The first village on the route is Nahuizalco best known for its hand-crafted furniture. The most visited village, Juayúa 6 [map] , pronounced ‘why-ooh-ah,’ features cobblestone streets and a renowned black Christ statue carved by Quirio Cataño in the late 16th century. Originally a Nahuatl settlement, Juayúa was the epicenter of Indigenous uprisings in the region in 1932, which were quickly put down by government forces backed by the coffee barons. Los Chorros de la Calera, a natural area with waterfalls and a swimming hole just outside of town, is a popular distraction in the summer.
At 1,450 meters (4,757ft), Apaneca is El Salvador’s second highest town and is a base for hiking in the surrounding Sierra Apaneca Ilamatepec mountains. With a more authentic feel than Juayúa, the colorful adobe houses and handicraft shops seem surprisingly undiscovered by day trippers from San Salvador. While Iglesia San Andres was mostly destroyed in a 2001 earthquake, it has been rebuilt. Just south of town is Finca Santa Leticia (www.hotelsantaleticia.com), a hotel and coffee farm with a small archeological park.
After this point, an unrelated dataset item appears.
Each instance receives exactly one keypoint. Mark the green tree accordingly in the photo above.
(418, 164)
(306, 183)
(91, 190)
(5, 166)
At Ataco, the adobe walls are splashed with brightly colored murals that blend Indigenous and contemporary styles. The town has seen an influx of unique stores and cafés in recent years, giving it something of a bohemian feel. Located near the Guatemalan border, Ahuachapán is the birthplace of Salvadoran poet Alfredo Espino and a good base for hikes in El Imposible National Park.
Bathing in Los Chorros de la Calera waterfalls.